Though some store closures have occurred, Allen said no one in the company has been laid off. A “very small proportion” of the headquartered staff was put on a 30-day furlough, she added, but only because those employees were involved with projects that couldn’t be done during the social-distancing mandates.
Meantime, the company extended 80 hours of paid sick time to any employee who must remain home due to coronavirus-related issues.
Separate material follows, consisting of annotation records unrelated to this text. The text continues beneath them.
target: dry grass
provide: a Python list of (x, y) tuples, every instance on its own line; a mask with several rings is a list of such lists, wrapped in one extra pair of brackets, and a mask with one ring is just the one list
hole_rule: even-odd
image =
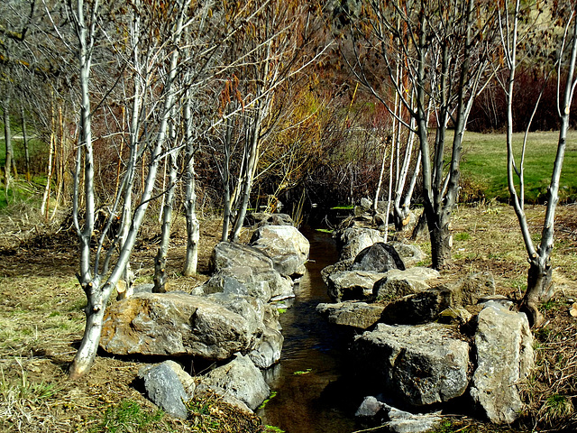
[[(569, 307), (577, 300), (576, 211), (572, 206), (558, 211), (553, 257), (558, 291), (554, 299), (544, 306), (548, 324), (536, 332), (537, 367), (525, 389), (527, 417), (509, 431), (536, 428), (556, 431), (570, 428), (576, 420), (572, 407), (577, 389), (577, 320), (568, 314)], [(527, 208), (535, 233), (540, 231), (543, 213), (541, 207)], [(31, 221), (31, 216), (27, 217)], [(84, 294), (74, 277), (78, 260), (75, 239), (66, 230), (58, 232), (55, 226), (41, 226), (41, 220), (32, 226), (26, 226), (23, 216), (22, 219), (12, 216), (12, 222), (0, 216), (0, 220), (6, 224), (0, 234), (0, 431), (113, 431), (103, 422), (117, 421), (123, 410), (133, 410), (135, 406), (144, 424), (133, 431), (195, 431), (194, 422), (167, 416), (155, 419), (157, 409), (133, 385), (142, 365), (138, 360), (97, 356), (88, 377), (78, 382), (68, 381), (66, 369), (84, 326)], [(169, 260), (170, 290), (189, 290), (206, 280), (208, 257), (220, 236), (219, 224), (206, 220), (201, 225), (201, 273), (184, 278), (179, 267), (186, 247), (185, 228), (182, 220), (175, 222)], [(49, 230), (58, 233), (47, 235)], [(461, 206), (454, 214), (452, 230), (453, 266), (445, 277), (490, 271), (499, 293), (517, 299), (521, 296), (527, 283), (527, 253), (509, 207), (493, 203)], [(139, 279), (150, 281), (157, 232), (151, 227), (142, 235), (144, 240), (133, 263), (139, 270)], [(428, 250), (426, 239), (419, 243)], [(195, 403), (197, 410), (205, 408), (201, 403)], [(217, 402), (207, 404), (209, 413), (227, 413)], [(191, 419), (212, 426), (218, 421), (208, 421), (206, 414), (200, 415), (191, 416)], [(469, 432), (497, 431), (490, 425), (475, 422), (457, 420), (446, 431), (454, 431), (457, 426), (466, 427), (463, 431)]]

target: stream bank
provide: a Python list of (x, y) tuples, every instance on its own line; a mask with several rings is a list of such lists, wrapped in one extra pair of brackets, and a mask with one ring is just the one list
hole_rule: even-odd
[(320, 272), (338, 261), (336, 244), (329, 234), (308, 227), (301, 232), (310, 242), (310, 260), (292, 307), (280, 315), (281, 359), (267, 374), (277, 394), (257, 414), (287, 433), (351, 433), (358, 427), (354, 411), (362, 397), (355, 399), (358, 390), (343, 379), (343, 336), (315, 310), (330, 301)]

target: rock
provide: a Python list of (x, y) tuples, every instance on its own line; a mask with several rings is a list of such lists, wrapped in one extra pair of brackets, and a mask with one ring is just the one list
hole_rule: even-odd
[(291, 226), (264, 226), (254, 232), (251, 246), (272, 260), (281, 275), (298, 278), (308, 260), (308, 240)]
[(405, 271), (405, 264), (395, 248), (382, 242), (368, 246), (354, 258), (353, 271), (386, 272), (390, 269)]
[(362, 198), (361, 198), (361, 207), (362, 207), (365, 212), (371, 210), (371, 208), (372, 207), (372, 200), (371, 198), (363, 197)]
[(375, 419), (382, 427), (396, 433), (429, 432), (437, 428), (442, 421), (438, 412), (412, 414), (379, 401), (372, 396), (365, 397), (355, 416)]
[(390, 244), (395, 247), (395, 251), (397, 251), (403, 263), (405, 263), (405, 266), (408, 268), (417, 265), (417, 263), (423, 262), (426, 258), (423, 250), (412, 244), (392, 242)]
[[(409, 288), (408, 281), (401, 280), (399, 283), (394, 280), (390, 281), (390, 285), (389, 281), (377, 281), (377, 299), (387, 300), (394, 299), (398, 293), (422, 289), (418, 285)], [(464, 324), (469, 321), (471, 315), (463, 307), (475, 304), (481, 295), (491, 290), (494, 290), (494, 281), (490, 272), (472, 274), (456, 282), (440, 284), (393, 300), (385, 308), (382, 321), (389, 324), (417, 325), (440, 319), (442, 323)], [(444, 314), (441, 317), (444, 311)], [(457, 314), (458, 311), (462, 312), (461, 316)]]
[(224, 360), (254, 348), (264, 329), (257, 309), (256, 299), (238, 296), (139, 293), (107, 309), (100, 345), (114, 355)]
[(249, 267), (224, 268), (202, 285), (203, 293), (226, 293), (243, 296), (252, 296), (264, 302), (268, 302), (272, 296), (270, 281), (267, 277), (274, 281), (275, 275), (270, 272), (255, 274)]
[(496, 424), (511, 423), (523, 410), (518, 384), (533, 367), (533, 336), (525, 313), (487, 302), (477, 317), (477, 368), (471, 396)]
[(477, 272), (467, 275), (456, 282), (445, 283), (439, 288), (451, 290), (452, 307), (475, 305), (480, 299), (495, 294), (495, 279), (491, 272)]
[(251, 361), (259, 368), (269, 368), (280, 361), (284, 336), (279, 330), (265, 327), (256, 347), (249, 354)]
[(384, 273), (369, 271), (334, 272), (327, 278), (328, 296), (334, 302), (372, 300), (373, 286)]
[(389, 324), (418, 325), (436, 320), (441, 312), (451, 307), (451, 290), (429, 289), (404, 296), (385, 307), (381, 321)]
[(219, 395), (232, 396), (243, 401), (252, 410), (258, 408), (270, 393), (261, 370), (248, 356), (241, 355), (203, 376), (197, 389), (198, 391), (210, 389)]
[(367, 329), (380, 319), (384, 306), (365, 302), (339, 302), (318, 304), (316, 312), (325, 317), (329, 323)]
[(375, 330), (357, 336), (354, 348), (382, 386), (406, 403), (422, 406), (447, 401), (467, 389), (469, 345), (453, 332), (436, 323), (380, 323)]
[(341, 242), (344, 246), (341, 249), (340, 260), (352, 259), (366, 247), (376, 242), (382, 242), (378, 230), (371, 228), (347, 228), (341, 235)]
[(353, 208), (353, 214), (355, 216), (361, 216), (362, 215), (365, 214), (367, 212), (367, 209), (365, 209), (364, 207), (362, 207), (362, 206), (355, 206)]
[(213, 250), (210, 266), (215, 273), (205, 292), (239, 292), (265, 301), (295, 296), (290, 278), (280, 275), (272, 261), (252, 246), (221, 242)]
[[(138, 372), (138, 377), (144, 381), (146, 395), (154, 404), (173, 417), (187, 418), (184, 401), (192, 398), (195, 383), (180, 365), (173, 361), (147, 365)], [(187, 390), (183, 382), (187, 384)]]
[(377, 301), (393, 300), (427, 290), (428, 281), (439, 276), (438, 271), (430, 268), (393, 269), (388, 271), (381, 280), (375, 281), (373, 295)]
[(330, 264), (321, 270), (321, 277), (325, 284), (328, 285), (328, 277), (335, 272), (341, 272), (343, 271), (351, 271), (354, 259), (343, 260), (337, 262), (334, 264)]
[(295, 223), (287, 214), (270, 214), (269, 212), (255, 212), (244, 218), (244, 225), (252, 227), (263, 226), (294, 226)]
[[(392, 209), (392, 203), (390, 204), (390, 208)], [(380, 214), (384, 214), (387, 212), (387, 207), (389, 206), (388, 200), (379, 200), (377, 202), (377, 212)]]
[[(389, 405), (379, 401), (376, 397), (369, 396), (365, 397), (357, 411), (354, 413), (355, 417), (360, 418), (375, 418), (381, 410), (386, 410)], [(380, 421), (382, 419), (379, 419)]]
[(464, 325), (472, 318), (472, 315), (463, 308), (451, 307), (444, 309), (439, 314), (437, 320), (439, 323), (447, 325)]
[(210, 257), (209, 267), (212, 272), (233, 267), (249, 267), (255, 273), (274, 269), (272, 261), (261, 251), (235, 242), (217, 244)]
[(388, 221), (389, 218), (385, 214), (377, 213), (372, 216), (372, 225), (381, 232), (387, 229)]

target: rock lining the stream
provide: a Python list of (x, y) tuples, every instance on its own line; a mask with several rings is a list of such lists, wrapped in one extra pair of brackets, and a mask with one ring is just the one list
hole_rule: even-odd
[[(343, 245), (341, 258), (345, 260), (322, 272), (335, 303), (319, 304), (316, 309), (330, 323), (366, 329), (354, 337), (353, 353), (363, 365), (362, 372), (371, 372), (367, 380), (374, 384), (380, 378), (383, 393), (396, 395), (413, 407), (426, 408), (470, 395), (490, 421), (503, 424), (517, 419), (523, 410), (518, 385), (533, 366), (532, 335), (525, 314), (510, 311), (512, 302), (495, 295), (490, 272), (435, 285), (439, 273), (428, 268), (388, 270), (379, 280), (374, 280), (375, 273), (353, 272), (355, 263), (363, 263), (362, 254), (354, 255), (362, 251), (360, 245), (371, 244), (366, 252), (382, 242), (376, 231), (360, 226), (362, 216), (350, 219), (349, 226), (335, 235)], [(401, 244), (398, 250), (401, 257), (413, 256), (403, 257), (405, 263), (424, 258), (417, 247)], [(371, 266), (375, 272), (386, 261), (364, 263), (371, 264), (362, 266), (362, 272), (370, 272)], [(391, 412), (390, 406), (371, 399), (365, 401), (360, 415)], [(410, 429), (409, 424), (418, 426), (418, 422), (393, 427), (390, 419), (382, 419), (391, 431), (427, 431), (425, 424), (423, 430)]]
[(252, 411), (270, 394), (261, 369), (278, 363), (283, 344), (276, 299), (294, 297), (291, 277), (304, 273), (309, 243), (288, 216), (255, 216), (252, 246), (221, 242), (212, 277), (194, 294), (141, 290), (111, 306), (101, 347), (114, 355), (200, 358), (221, 365), (192, 378), (169, 360), (139, 373), (148, 397), (187, 417), (187, 401), (215, 392)]

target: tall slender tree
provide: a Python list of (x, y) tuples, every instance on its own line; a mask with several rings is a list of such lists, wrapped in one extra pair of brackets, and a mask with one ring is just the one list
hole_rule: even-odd
[[(546, 208), (543, 229), (541, 231), (541, 239), (536, 245), (531, 236), (524, 207), (524, 162), (530, 121), (527, 125), (523, 144), (521, 146), (521, 156), (519, 159), (516, 159), (513, 145), (513, 105), (515, 103), (516, 69), (518, 64), (517, 55), (520, 51), (519, 36), (524, 42), (527, 43), (527, 40), (535, 39), (536, 31), (538, 31), (539, 26), (536, 25), (536, 21), (533, 21), (536, 17), (531, 16), (531, 9), (522, 8), (519, 0), (507, 3), (499, 14), (501, 43), (507, 69), (508, 69), (508, 77), (506, 83), (507, 181), (511, 203), (519, 222), (523, 241), (527, 253), (527, 260), (529, 262), (527, 287), (521, 302), (521, 308), (527, 313), (529, 321), (535, 327), (538, 327), (543, 323), (543, 315), (538, 309), (539, 304), (548, 300), (554, 294), (551, 253), (553, 252), (554, 239), (554, 216), (559, 202), (559, 180), (566, 149), (569, 115), (571, 113), (571, 105), (573, 100), (575, 88), (577, 87), (577, 78), (575, 78), (575, 62), (577, 60), (577, 6), (572, 4), (572, 2), (560, 4), (558, 6), (558, 9), (552, 11), (552, 14), (556, 14), (554, 18), (558, 19), (558, 23), (561, 23), (564, 26), (563, 31), (557, 32), (554, 25), (549, 25), (547, 26), (545, 33), (538, 33), (541, 45), (549, 45), (549, 48), (553, 49), (557, 56), (556, 71), (553, 67), (550, 67), (551, 69), (548, 71), (546, 69), (545, 69), (545, 73), (556, 72), (557, 113), (559, 115), (560, 128), (557, 152), (553, 163), (551, 181), (547, 188)], [(528, 16), (529, 23), (533, 24), (523, 23), (523, 31), (520, 32), (520, 23), (522, 23), (520, 18), (522, 16)], [(552, 16), (552, 18), (554, 17)], [(554, 30), (551, 31), (551, 28)], [(551, 38), (553, 38), (554, 42), (547, 43), (547, 39)], [(539, 100), (537, 100), (536, 104), (536, 110), (538, 102)], [(518, 182), (518, 187), (516, 184), (516, 180)]]

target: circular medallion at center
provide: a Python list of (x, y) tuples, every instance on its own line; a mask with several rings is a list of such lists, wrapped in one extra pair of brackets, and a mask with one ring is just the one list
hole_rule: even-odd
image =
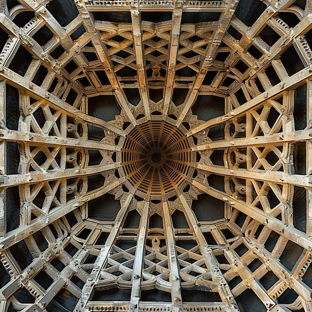
[(151, 155), (151, 160), (153, 162), (159, 162), (161, 160), (161, 154), (158, 152), (155, 152)]
[(127, 136), (122, 150), (127, 178), (138, 189), (164, 194), (186, 178), (191, 150), (186, 136), (163, 121), (137, 126)]

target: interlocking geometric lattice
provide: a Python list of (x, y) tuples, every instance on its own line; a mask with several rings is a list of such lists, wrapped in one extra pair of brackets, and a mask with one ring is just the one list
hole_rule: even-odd
[(308, 0), (0, 1), (0, 312), (312, 311)]

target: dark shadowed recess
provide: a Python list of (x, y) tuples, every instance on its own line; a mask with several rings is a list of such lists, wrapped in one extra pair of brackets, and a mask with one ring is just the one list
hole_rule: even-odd
[(208, 194), (199, 195), (197, 200), (193, 200), (192, 209), (199, 221), (212, 221), (224, 217), (224, 202)]
[(193, 115), (207, 121), (224, 115), (224, 98), (214, 95), (199, 95), (192, 106)]
[(99, 95), (88, 99), (89, 115), (105, 121), (114, 120), (121, 109), (114, 95)]
[(241, 0), (235, 14), (245, 25), (252, 26), (262, 14), (267, 5), (260, 0)]
[(113, 23), (131, 23), (131, 13), (129, 11), (93, 12), (95, 20), (103, 20)]
[(246, 289), (235, 298), (242, 312), (266, 312), (265, 306), (251, 289)]
[(105, 194), (88, 202), (88, 216), (98, 221), (114, 221), (120, 210), (120, 201), (115, 196)]
[(46, 7), (63, 27), (68, 24), (79, 13), (73, 0), (53, 0), (49, 2)]

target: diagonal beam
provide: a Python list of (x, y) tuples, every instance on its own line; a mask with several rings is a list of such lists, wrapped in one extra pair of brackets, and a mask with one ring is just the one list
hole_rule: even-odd
[(302, 281), (298, 280), (292, 273), (286, 269), (280, 262), (279, 259), (273, 257), (266, 250), (263, 245), (259, 244), (253, 238), (246, 237), (244, 240), (263, 263), (265, 263), (280, 280), (284, 281), (290, 288), (293, 289), (298, 294), (307, 301), (311, 301), (311, 290)]
[(237, 304), (233, 296), (231, 289), (217, 265), (217, 261), (211, 251), (211, 249), (208, 247), (204, 235), (199, 227), (197, 225), (198, 222), (196, 217), (188, 205), (184, 195), (179, 189), (176, 190), (176, 193), (186, 213), (187, 218), (192, 225), (194, 233), (198, 240), (200, 250), (210, 269), (212, 280), (214, 282), (217, 282), (218, 284), (219, 293), (222, 301), (227, 305), (230, 311), (231, 312), (238, 312), (239, 311), (239, 310), (238, 309)]
[(206, 55), (202, 62), (200, 70), (193, 84), (191, 90), (189, 92), (187, 99), (181, 114), (176, 121), (176, 125), (177, 127), (179, 127), (182, 123), (197, 97), (198, 91), (205, 79), (208, 69), (211, 66), (211, 63), (217, 54), (219, 46), (221, 42), (224, 33), (230, 25), (232, 16), (239, 2), (239, 0), (230, 0), (226, 9), (221, 13), (219, 19), (219, 26), (213, 32), (211, 41), (207, 47)]
[(283, 143), (293, 143), (297, 142), (306, 141), (311, 140), (312, 130), (298, 130), (286, 133), (277, 133), (271, 136), (254, 137), (234, 139), (232, 141), (219, 140), (213, 141), (208, 144), (198, 145), (193, 148), (192, 151), (205, 151), (211, 149), (220, 149), (236, 147), (255, 146), (263, 145), (265, 146)]
[[(227, 5), (226, 2), (220, 0), (203, 2), (186, 0), (183, 4), (183, 10), (188, 12), (222, 12), (225, 10)], [(139, 1), (139, 5), (140, 10), (149, 11), (151, 11), (151, 7), (155, 11), (170, 11), (174, 8), (174, 1), (167, 2), (157, 0), (148, 2)], [(105, 0), (91, 0), (88, 1), (87, 7), (91, 11), (126, 11), (128, 8), (125, 7), (124, 2), (121, 2), (118, 0), (108, 2)]]
[(173, 227), (171, 223), (171, 217), (168, 207), (168, 202), (164, 195), (161, 196), (162, 201), (162, 210), (163, 211), (163, 218), (167, 238), (167, 246), (168, 255), (168, 264), (170, 271), (170, 282), (171, 284), (171, 296), (172, 302), (171, 311), (174, 312), (180, 311), (182, 309), (182, 297), (180, 286), (180, 274), (177, 262), (177, 257), (175, 251), (175, 244), (173, 233)]
[(126, 215), (133, 195), (134, 194), (129, 193), (126, 200), (123, 202), (121, 202), (122, 203), (122, 208), (116, 217), (115, 225), (112, 229), (111, 233), (105, 243), (105, 245), (101, 249), (100, 252), (100, 254), (94, 264), (94, 268), (92, 270), (89, 278), (83, 287), (81, 298), (79, 299), (76, 306), (75, 311), (77, 312), (85, 312), (86, 306), (90, 299), (96, 282), (100, 278), (101, 271), (106, 263), (107, 258), (109, 256), (111, 249), (119, 232), (123, 220)]
[(46, 137), (32, 132), (21, 132), (15, 130), (0, 129), (0, 140), (15, 142), (27, 142), (33, 145), (59, 146), (77, 149), (88, 149), (97, 151), (118, 151), (121, 149), (116, 146), (104, 144), (92, 140), (71, 138), (61, 138), (50, 136)]
[(179, 48), (179, 38), (180, 36), (180, 28), (181, 27), (181, 18), (184, 0), (175, 1), (174, 9), (172, 11), (171, 30), (171, 41), (169, 51), (169, 61), (167, 77), (166, 88), (164, 91), (164, 99), (163, 100), (163, 110), (162, 111), (162, 120), (165, 120), (167, 117), (168, 110), (171, 101), (173, 84), (174, 83), (174, 76), (175, 74), (175, 64), (177, 57), (177, 52)]
[(77, 108), (64, 102), (53, 94), (47, 92), (40, 87), (32, 82), (29, 82), (29, 80), (26, 78), (0, 65), (0, 80), (1, 79), (8, 80), (10, 84), (19, 90), (21, 89), (26, 90), (29, 91), (30, 94), (35, 95), (34, 97), (35, 98), (40, 97), (51, 107), (61, 109), (73, 118), (78, 118), (82, 121), (85, 121), (91, 125), (104, 128), (120, 136), (125, 136), (123, 131), (110, 125), (107, 122), (85, 114)]
[(196, 163), (192, 165), (194, 168), (200, 169), (208, 172), (234, 176), (244, 179), (254, 179), (259, 181), (264, 181), (278, 184), (287, 184), (298, 185), (299, 186), (311, 187), (310, 178), (301, 174), (288, 174), (280, 171), (249, 171), (241, 168), (233, 168), (229, 169), (223, 166), (217, 165), (206, 165)]
[(133, 264), (133, 274), (132, 275), (132, 291), (131, 291), (131, 301), (130, 303), (130, 311), (138, 312), (139, 304), (141, 297), (141, 284), (142, 280), (142, 272), (143, 269), (143, 257), (144, 257), (144, 244), (145, 236), (148, 228), (149, 220), (149, 211), (150, 203), (146, 201), (140, 226), (140, 233), (138, 238), (136, 257)]
[(100, 60), (105, 68), (106, 75), (112, 86), (115, 90), (116, 98), (132, 124), (136, 126), (137, 125), (137, 120), (130, 110), (127, 97), (122, 88), (119, 84), (116, 74), (114, 72), (113, 64), (107, 54), (107, 50), (101, 40), (99, 31), (95, 28), (94, 19), (87, 9), (86, 2), (79, 0), (76, 0), (75, 2), (77, 3), (77, 7), (79, 13), (83, 16), (84, 26), (87, 31), (90, 34)]
[(231, 205), (238, 210), (264, 224), (269, 228), (283, 235), (307, 250), (312, 250), (311, 241), (307, 238), (305, 233), (297, 230), (294, 226), (285, 225), (278, 219), (265, 215), (263, 211), (256, 207), (250, 206), (241, 200), (236, 199), (224, 192), (207, 187), (201, 183), (193, 180), (192, 184), (203, 192), (222, 200)]
[(215, 127), (226, 122), (229, 122), (237, 118), (239, 115), (245, 114), (247, 111), (258, 106), (267, 100), (281, 93), (283, 91), (291, 90), (302, 84), (303, 82), (309, 80), (312, 77), (311, 66), (304, 68), (291, 77), (285, 78), (280, 83), (272, 87), (266, 92), (260, 94), (233, 110), (230, 114), (226, 114), (219, 117), (216, 117), (206, 121), (200, 126), (190, 130), (187, 136), (192, 136), (201, 131), (203, 131), (208, 128)]
[(147, 79), (144, 69), (145, 60), (142, 44), (142, 30), (141, 29), (141, 18), (140, 11), (137, 8), (131, 9), (133, 41), (136, 52), (137, 70), (140, 85), (140, 93), (143, 102), (145, 114), (148, 120), (151, 120), (151, 111), (149, 103), (149, 97), (147, 87)]
[[(287, 44), (291, 42), (294, 38), (302, 36), (303, 33), (311, 28), (312, 24), (312, 16), (308, 15), (294, 27), (292, 32), (286, 34), (272, 46), (272, 48), (270, 49), (269, 56), (267, 57), (265, 61), (264, 59), (262, 60), (263, 64), (265, 65), (261, 66), (261, 68), (259, 67), (253, 70), (253, 71), (250, 73), (251, 77), (256, 75), (259, 72), (262, 70), (265, 65), (267, 65), (270, 61), (281, 53), (281, 45), (284, 47), (283, 48), (286, 49), (287, 47), (289, 46)], [(239, 47), (238, 44), (237, 44), (237, 46)], [(240, 47), (239, 47), (241, 48)], [(233, 48), (235, 48), (235, 47), (233, 47)], [(245, 113), (265, 101), (281, 93), (283, 91), (288, 91), (291, 88), (292, 89), (298, 86), (302, 82), (310, 79), (312, 76), (311, 65), (310, 65), (306, 68), (293, 75), (291, 77), (284, 78), (281, 82), (252, 99), (245, 104), (234, 109), (231, 112), (230, 114), (213, 118), (192, 129), (189, 132), (189, 135), (194, 135), (198, 132), (205, 130), (208, 128), (218, 126), (225, 122), (230, 121), (233, 118), (237, 117), (238, 115)]]
[(1, 187), (8, 187), (30, 183), (32, 184), (40, 182), (47, 182), (62, 178), (76, 178), (84, 175), (101, 173), (109, 170), (116, 169), (121, 167), (121, 163), (116, 162), (104, 166), (100, 165), (81, 169), (67, 169), (64, 171), (57, 172), (4, 175), (1, 176), (2, 180), (0, 179), (0, 185)]
[(5, 237), (0, 239), (0, 251), (1, 250), (6, 249), (16, 243), (24, 239), (32, 233), (54, 222), (89, 200), (97, 198), (106, 194), (123, 183), (126, 179), (125, 177), (121, 177), (117, 181), (109, 184), (100, 189), (96, 189), (88, 192), (86, 194), (81, 195), (79, 198), (70, 201), (66, 205), (51, 209), (48, 215), (42, 218), (37, 218), (38, 220), (35, 220), (31, 224), (25, 226), (20, 226), (15, 230), (11, 231)]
An employee relief fund, established after Hurricane Katrina, has since been opened to workers affected by the pandemic; and franchisees are being offered options on royalty deferments.
“She’s really looking at her people first,” said Connors, also director of the Bacardi Center of Excellence (a hospitality program with an emphasis on careers in spirits management) at Florida International University.
"I’m a big fan of (famed New York City restaurateur) Danny Meyer and Union Square Hospitality; they take the same overall idea to put your people first and they’ll take care of your customers. And she definitely did that with her brand, which is phenomenal.”
Additionally, Allen ― whose sprawling resume includes executive stints at Boston Market, Dunkin’ Donuts and Denny’s, among others ― has helped set up an employee exchange program. During this crisis, workers at closed Checkers and Rally’s locations can get their application process expedited through partnering grocery and pharmacy chains that currently need extra staffing.
Connors calls the program “a real smart move.”
“They’re looking for people with the right attitude toward hospitality, so they are excited to get people from the restaurant industry to fill these temporary roles,” Allen said.
Allen insists the benevolent spirit of that program simply is a reflection of what she has seen from company franchisees.
One in New Jersey, whose business was hurt significantly by local curfews, helped provide 5,000 meals to emergency medical staff in the area. Another in Birmingham, Ala., is serving free kid’s meals locally.
“I think we’ve all coalesced as a team,” Allen said. “And I think anyone that gets through this ― whether it’s Checkers or other brands ― will just feel this incredible sense of camaraderie that we got through it together.”